A gravidez na adolescência, por exemplo, pode tornar-se um problema caso não haja as devidas orientações. Além dos riscos biológicos, estão os psicossociais. Grávida e confusa, a adolescente muitas vezes se vê obrigada a parar de estudar e trabalhar, com sentimentos de diminuição de auto-estima, depressão e algumas vezes pensando até em suicídio. Com relação ao pré-natal, é importante também lembrar que o mesmo deve ser multiprofissional, no qual a adolescente terá a ajuda não só do médico obstetra, mas também da assistente social, da enfermagem, da nutrição, da psicologia e da musicoterapia, tal como ocorre no atendimento de adolescentes no ambulatório da Maternidade-Escola da UFRJ.

É importante frisar que a gravidez precoce é responsável por um imenso transtorno social para toda a família, pois em muitas vezes dessa gravidez não planejada vem o abandono da escola, o empobrecimento do núcleo familiar e a exclusão da jovem do mercado de trabalho, sem falar dos transtornos psicológicos enfrentados por ela e por seus familiares.

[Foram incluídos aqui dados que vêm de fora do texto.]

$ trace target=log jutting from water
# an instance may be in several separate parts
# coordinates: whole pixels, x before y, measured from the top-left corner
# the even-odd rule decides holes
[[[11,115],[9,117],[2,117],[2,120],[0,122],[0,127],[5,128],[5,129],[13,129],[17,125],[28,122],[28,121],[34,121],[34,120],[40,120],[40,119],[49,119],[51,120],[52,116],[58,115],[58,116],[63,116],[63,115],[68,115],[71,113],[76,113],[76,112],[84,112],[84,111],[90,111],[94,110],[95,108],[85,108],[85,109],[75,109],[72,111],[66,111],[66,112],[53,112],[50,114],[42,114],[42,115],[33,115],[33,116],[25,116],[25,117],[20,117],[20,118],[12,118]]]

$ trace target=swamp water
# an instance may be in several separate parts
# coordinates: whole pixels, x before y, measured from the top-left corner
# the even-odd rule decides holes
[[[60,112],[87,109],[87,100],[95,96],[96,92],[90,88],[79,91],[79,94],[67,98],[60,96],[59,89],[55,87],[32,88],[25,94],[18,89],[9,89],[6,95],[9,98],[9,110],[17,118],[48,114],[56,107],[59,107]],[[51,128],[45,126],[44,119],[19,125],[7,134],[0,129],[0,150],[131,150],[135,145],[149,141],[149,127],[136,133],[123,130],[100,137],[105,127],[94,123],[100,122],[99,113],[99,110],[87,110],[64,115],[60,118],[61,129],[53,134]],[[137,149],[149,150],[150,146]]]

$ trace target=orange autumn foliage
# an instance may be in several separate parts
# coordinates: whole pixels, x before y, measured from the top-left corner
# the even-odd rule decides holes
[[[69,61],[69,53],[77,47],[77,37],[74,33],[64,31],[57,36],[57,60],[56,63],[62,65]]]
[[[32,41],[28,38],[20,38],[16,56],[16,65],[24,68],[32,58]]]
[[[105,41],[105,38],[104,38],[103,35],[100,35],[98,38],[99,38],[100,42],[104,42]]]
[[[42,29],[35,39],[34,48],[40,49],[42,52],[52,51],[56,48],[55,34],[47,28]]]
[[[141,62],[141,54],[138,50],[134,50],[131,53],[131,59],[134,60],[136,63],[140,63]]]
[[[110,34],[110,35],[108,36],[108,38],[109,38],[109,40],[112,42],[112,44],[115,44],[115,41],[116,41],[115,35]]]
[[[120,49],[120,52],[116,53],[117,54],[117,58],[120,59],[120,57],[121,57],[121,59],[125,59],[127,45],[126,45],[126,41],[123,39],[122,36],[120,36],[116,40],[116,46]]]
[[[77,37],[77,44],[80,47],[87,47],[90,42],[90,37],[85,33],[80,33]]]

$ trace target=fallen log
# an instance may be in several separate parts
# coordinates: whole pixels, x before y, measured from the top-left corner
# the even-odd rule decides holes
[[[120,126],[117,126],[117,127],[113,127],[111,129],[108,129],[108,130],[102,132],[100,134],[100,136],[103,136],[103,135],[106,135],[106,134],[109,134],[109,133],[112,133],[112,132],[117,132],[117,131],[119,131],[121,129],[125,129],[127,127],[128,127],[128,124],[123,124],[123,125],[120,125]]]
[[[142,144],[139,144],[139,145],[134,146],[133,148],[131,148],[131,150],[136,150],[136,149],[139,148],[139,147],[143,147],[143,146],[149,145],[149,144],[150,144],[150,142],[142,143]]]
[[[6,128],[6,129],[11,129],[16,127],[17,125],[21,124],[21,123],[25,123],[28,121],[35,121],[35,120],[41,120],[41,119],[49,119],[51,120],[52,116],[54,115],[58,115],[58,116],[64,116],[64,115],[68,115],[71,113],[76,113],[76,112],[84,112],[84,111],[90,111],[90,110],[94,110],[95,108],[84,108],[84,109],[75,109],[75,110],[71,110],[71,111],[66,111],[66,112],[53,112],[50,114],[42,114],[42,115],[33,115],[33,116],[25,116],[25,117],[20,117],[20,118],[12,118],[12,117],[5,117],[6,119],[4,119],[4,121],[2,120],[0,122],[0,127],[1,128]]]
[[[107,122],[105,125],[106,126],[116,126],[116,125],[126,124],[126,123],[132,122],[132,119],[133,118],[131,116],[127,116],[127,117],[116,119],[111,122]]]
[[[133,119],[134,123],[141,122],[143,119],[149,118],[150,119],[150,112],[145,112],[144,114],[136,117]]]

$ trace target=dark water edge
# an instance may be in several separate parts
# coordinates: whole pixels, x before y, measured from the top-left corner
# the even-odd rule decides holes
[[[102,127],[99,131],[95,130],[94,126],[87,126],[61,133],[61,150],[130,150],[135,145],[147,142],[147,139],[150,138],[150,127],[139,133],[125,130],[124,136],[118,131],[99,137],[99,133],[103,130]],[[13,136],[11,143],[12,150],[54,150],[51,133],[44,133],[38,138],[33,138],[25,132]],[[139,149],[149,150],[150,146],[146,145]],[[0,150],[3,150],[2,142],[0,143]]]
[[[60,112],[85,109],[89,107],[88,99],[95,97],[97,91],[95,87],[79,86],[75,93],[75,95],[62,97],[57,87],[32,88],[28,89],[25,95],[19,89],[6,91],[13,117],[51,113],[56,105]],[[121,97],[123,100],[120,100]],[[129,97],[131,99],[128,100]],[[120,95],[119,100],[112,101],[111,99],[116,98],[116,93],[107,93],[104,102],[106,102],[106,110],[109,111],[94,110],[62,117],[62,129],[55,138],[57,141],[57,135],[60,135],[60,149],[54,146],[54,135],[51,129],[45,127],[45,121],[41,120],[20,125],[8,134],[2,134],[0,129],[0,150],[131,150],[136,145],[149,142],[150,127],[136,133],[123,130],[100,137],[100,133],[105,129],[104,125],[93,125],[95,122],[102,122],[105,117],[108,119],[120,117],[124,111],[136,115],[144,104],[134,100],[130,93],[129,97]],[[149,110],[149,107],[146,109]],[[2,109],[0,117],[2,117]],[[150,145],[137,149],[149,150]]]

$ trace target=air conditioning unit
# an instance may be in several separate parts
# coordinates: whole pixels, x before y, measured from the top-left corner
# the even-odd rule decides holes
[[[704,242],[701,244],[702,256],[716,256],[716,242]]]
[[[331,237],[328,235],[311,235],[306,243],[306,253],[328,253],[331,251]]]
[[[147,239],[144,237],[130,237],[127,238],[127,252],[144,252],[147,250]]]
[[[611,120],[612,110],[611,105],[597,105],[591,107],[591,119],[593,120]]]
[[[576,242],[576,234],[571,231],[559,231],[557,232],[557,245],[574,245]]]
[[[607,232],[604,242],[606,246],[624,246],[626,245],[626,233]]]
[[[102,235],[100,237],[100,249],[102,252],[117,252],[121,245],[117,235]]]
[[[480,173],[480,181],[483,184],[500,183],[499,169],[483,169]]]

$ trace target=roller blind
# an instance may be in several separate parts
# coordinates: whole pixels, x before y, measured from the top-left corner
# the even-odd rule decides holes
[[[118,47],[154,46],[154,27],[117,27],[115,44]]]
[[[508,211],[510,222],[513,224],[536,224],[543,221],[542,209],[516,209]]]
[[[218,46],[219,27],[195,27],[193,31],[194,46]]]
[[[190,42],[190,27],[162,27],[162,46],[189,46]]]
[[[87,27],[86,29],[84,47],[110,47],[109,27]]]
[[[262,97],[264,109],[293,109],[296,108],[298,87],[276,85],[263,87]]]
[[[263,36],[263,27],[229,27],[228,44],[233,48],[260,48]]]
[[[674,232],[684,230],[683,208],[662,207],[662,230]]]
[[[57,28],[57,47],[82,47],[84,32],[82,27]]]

São muitos os fatores que contribuem para a alta incidência da maternidade durante a adolescência, entre eles o início precoce da vida sexual, falta de uso de métodos anticoncepcionais (ou uso inadequado deles), dificuldade de acreditar na própria capacidade de reproduzir e falta de dinheiro para adquirir o método. Essas são algumas das causas mais comuns que, normalmente, aparecem associadas.

Portanto, se os governantes não encararem de frente esse problema com um programa de cuidados voltado para o público adolescente, a atual situação só tende a piorar, já que um em cada quatro bebês nascidos no Brasil é filho de mães com idade entre 10 e 19 anos.”